The act of Congress provides that "the records and judicial proceedings of the courts of any State shall be proved or admitted in any other court within the United States by the attestations of the clerk and the seal of the court annexed, if there be a seal, together with a certificate of the judge, chief justice or presiding magistrate, as the case may be, that the said attestation is in due form." (Act of May 26, 1790, § 1; 1 Story Laws U.S., 93.) This act was passed pursuant to the Constitution, conferring the power upon Congress to prescribe the manner in which public acts, records and judicial proceedings of one State shall be proved in any other State and the effect to be given to them. (Const. U.S., art. 4, § 1.)
The act prescribes the persons by whom the records shall be attested, but the form of the attestation, and that alone, is not prescribed, but must conform to the usage of the State in which the record is and not to that of the United States or of the State in which it is to be used as evidence. The presiding judge can alone certify, and the record is not well proved by a certificate by any other judge of the same court, although of equal authority and rank within the State. It must appear by the certificate that the judge is not only "a" judge of the court, but that he is "the chief judge or presiding magistrate," when there are more judges than one of the court from which the record emanates. (Cow. Hill's Notes, p. 1131, note 771, and cases cited.) In Stephens v. Bannister (3 Bibb, 369), it was held that a record for the court of the district of Union, South Carolina, with the ordinary clerk's certificate under the seal of the court, certified to be in due form by two judges, one stating himself to be the judge "that presided, and one of the judges of the Supreme Court of law of said State," and the other stating himself to be the "senior judge of the court of law of said State," was not sufficiently authenticated.
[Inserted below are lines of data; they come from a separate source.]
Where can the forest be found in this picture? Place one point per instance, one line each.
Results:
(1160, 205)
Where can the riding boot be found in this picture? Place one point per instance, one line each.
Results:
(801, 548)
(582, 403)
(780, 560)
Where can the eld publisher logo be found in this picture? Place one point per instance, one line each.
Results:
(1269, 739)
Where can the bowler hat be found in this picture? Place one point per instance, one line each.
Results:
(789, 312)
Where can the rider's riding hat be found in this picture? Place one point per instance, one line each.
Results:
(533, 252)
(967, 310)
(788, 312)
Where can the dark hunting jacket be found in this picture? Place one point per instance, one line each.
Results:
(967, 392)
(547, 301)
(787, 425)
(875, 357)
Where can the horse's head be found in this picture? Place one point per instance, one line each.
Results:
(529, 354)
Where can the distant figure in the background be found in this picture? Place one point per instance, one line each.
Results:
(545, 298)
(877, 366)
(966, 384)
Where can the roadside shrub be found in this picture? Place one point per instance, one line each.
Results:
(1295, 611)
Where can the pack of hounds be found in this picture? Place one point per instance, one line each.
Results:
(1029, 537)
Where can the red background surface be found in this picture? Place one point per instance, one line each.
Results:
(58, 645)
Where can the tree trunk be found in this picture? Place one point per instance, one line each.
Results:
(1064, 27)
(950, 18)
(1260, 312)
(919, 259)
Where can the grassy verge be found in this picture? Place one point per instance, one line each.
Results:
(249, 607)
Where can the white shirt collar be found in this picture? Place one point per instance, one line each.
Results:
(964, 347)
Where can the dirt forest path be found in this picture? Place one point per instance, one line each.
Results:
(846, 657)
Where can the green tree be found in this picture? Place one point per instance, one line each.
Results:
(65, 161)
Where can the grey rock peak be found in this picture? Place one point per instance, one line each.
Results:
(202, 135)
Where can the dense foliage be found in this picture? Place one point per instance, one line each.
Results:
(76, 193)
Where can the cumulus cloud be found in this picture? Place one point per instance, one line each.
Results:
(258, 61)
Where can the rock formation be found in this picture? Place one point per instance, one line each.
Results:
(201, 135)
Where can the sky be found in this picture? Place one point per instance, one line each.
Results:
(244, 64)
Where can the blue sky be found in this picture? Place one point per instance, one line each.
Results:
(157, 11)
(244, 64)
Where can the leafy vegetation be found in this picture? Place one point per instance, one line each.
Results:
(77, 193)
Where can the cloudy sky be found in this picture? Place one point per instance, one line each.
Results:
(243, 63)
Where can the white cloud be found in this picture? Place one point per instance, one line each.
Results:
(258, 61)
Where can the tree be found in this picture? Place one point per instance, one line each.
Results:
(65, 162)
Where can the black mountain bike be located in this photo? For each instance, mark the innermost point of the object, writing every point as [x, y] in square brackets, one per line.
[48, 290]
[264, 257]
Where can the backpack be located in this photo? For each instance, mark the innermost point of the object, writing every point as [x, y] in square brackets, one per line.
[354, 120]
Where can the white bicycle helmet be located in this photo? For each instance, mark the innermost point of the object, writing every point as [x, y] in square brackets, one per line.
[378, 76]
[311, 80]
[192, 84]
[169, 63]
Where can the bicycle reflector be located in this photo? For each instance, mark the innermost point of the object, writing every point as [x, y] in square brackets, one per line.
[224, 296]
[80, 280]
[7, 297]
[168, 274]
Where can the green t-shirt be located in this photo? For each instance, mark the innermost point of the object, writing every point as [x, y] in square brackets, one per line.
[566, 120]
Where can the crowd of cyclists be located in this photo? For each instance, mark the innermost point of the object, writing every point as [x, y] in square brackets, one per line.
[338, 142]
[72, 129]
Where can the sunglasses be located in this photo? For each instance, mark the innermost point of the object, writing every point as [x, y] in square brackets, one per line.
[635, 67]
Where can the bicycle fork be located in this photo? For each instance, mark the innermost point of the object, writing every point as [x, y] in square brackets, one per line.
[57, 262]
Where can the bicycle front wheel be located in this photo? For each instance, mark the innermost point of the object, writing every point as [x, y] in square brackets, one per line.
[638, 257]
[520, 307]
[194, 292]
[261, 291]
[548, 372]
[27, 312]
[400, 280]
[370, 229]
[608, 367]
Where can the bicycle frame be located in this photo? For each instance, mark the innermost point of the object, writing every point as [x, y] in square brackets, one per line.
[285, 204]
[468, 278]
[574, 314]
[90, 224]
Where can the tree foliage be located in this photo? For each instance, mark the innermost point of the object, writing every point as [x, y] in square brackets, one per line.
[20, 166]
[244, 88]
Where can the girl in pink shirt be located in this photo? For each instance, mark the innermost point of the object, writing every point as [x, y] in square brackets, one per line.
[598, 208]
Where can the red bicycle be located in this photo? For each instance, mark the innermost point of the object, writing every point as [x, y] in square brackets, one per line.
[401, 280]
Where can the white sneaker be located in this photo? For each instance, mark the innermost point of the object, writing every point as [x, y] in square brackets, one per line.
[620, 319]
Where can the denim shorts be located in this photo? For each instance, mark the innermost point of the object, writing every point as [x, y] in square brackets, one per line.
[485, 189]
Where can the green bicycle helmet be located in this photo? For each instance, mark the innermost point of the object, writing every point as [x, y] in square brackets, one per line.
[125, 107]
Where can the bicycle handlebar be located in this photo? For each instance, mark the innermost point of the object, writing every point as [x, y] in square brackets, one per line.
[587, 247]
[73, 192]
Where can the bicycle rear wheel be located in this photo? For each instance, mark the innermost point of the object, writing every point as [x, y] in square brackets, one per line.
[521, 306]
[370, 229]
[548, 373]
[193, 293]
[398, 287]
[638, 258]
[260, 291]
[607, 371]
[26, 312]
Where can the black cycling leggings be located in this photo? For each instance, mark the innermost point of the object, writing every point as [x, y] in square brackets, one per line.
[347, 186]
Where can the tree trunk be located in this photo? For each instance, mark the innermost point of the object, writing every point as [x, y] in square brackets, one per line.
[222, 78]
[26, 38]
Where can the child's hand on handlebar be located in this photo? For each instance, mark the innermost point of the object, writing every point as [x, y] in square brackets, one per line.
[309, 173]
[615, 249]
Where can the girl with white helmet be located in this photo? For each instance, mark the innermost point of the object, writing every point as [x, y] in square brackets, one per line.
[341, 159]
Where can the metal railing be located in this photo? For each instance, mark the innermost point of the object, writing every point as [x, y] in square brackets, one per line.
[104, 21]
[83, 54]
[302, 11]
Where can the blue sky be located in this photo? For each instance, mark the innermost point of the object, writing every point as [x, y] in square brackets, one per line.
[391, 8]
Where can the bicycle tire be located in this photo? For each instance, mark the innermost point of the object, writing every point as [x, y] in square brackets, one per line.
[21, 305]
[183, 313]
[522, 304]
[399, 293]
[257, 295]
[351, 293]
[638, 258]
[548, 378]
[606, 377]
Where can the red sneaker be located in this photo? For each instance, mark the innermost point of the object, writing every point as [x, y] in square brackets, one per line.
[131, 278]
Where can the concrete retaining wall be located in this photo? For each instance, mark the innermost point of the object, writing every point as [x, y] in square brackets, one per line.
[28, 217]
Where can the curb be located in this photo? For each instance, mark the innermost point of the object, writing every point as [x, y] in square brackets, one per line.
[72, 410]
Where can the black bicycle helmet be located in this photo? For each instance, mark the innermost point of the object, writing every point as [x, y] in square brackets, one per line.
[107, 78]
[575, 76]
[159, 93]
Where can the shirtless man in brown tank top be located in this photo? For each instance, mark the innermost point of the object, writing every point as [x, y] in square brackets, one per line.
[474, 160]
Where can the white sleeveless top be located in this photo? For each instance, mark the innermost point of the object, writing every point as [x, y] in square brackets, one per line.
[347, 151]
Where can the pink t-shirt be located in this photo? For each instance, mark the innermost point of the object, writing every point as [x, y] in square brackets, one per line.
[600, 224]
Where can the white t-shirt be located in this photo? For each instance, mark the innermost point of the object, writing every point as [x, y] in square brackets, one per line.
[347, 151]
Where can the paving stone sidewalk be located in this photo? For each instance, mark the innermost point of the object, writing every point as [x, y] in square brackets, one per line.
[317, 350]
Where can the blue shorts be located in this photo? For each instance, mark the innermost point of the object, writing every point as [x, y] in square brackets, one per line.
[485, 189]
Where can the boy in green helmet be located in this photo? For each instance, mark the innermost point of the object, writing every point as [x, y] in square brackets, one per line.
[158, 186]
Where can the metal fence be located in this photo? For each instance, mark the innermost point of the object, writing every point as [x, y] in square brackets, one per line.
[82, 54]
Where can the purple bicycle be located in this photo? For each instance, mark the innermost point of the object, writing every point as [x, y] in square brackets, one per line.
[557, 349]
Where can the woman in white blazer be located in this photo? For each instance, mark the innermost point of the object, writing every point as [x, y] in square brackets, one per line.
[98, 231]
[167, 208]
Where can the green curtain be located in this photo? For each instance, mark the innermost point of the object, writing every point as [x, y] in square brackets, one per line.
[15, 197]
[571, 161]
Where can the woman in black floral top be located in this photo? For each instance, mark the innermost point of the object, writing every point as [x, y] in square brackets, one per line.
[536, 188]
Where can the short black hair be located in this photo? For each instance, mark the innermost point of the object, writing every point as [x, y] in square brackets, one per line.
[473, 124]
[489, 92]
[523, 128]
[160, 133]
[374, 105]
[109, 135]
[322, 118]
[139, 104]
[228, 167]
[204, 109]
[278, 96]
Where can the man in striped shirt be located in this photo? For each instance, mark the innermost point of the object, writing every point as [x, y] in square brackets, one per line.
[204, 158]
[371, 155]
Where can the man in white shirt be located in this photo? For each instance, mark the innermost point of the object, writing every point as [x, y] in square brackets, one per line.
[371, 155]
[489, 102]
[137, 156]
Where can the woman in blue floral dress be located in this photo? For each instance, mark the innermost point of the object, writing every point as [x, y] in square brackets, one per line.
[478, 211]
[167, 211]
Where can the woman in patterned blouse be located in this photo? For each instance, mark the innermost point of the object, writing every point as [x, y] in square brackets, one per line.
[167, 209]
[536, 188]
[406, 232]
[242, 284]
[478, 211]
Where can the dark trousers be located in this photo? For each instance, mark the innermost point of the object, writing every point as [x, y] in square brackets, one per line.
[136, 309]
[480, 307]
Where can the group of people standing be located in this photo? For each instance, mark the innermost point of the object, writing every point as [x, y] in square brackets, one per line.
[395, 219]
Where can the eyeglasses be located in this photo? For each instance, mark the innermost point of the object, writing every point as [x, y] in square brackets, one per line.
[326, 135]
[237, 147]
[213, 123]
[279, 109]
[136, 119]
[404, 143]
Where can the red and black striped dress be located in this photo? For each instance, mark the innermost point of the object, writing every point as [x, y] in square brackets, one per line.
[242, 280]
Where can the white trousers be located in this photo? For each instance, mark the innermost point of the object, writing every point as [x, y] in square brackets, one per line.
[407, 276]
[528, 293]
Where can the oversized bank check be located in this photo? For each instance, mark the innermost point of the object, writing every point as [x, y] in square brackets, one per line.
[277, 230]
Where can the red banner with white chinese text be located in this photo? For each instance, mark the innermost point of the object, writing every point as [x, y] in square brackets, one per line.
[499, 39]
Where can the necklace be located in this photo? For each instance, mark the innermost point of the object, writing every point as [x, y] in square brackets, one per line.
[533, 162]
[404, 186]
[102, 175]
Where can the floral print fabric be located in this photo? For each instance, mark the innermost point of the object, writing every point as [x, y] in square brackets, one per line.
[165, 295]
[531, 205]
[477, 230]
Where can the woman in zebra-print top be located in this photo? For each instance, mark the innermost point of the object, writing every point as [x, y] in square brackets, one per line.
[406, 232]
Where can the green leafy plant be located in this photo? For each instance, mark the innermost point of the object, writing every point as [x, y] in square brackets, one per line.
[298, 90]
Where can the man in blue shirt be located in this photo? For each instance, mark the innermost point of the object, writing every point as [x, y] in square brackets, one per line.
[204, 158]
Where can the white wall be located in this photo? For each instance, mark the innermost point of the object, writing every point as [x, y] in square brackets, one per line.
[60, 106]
So, too, the attestation is directed to be by the clerk, and not by any person acting as a substitute for the clerk, or possessing like power under the State laws. In making the certificate, which is made evidence under the act of Congress, the clerk derives his authority from the Federal and not from the State laws, and the certificate has vitality and effect, not by reason of the official character of the officer making it under the laws of the State, but in virtue of the act of Congress prescribing it as the mode of proof in this particular case. The certificate of the judge is as to the form of the attestation; that is, that, in the attestation the forms in use in the State from which the record comes have been observed. ( Ferguson v. Harwood, 7 Cranch, 408; Conk. Treat., 2 Ed., p. 240.) It is made necessary, because the courts of one State cannot officially know the forms of another State. ( Smith v. Blagge, 1 Johns. Ca., 239.) The certificate of the judge as prescribed by the act of Congress, is, that the attestation of the clerk is in due form, and he is not authorized to certify that the certificate of any other person is of equal validity with that of the clerk in the State when made. The form of the attestation is one thing, the person by whom it is made quite another; the certificate of the judge determines the sufficiency of the former, the statute alone declares the latter. Prof. Greenleaf lays down the rule that the clerk alone can certify under this statute, and that the certificate of his under-clerk in his absence is incompetent (1 Greenl. Ev., § 506); and to this he cites Sampson v. Overton (4 Bibb., 409). The certificate of the judge as to the authority of any person other than the clerk to make the certificate, is of no more force than would be a like certificate as to the effect of the judgment. Again, if a deputy clerk or other person could make the certificate by reason of the power conferred upon him by the State laws, and thus satisfy the act of Congress, such law should be proved as other facts are proved or as other laws are proved, and not by the certificate of the judge, which is not made evidence of any such fact. The records were not competent evidence and were improperly admitted.
Another objection to the records was, that they did not purport to have been signed by any judge of the court or by any other officer, and it did not appear that they had been filed in the proper office or in any office.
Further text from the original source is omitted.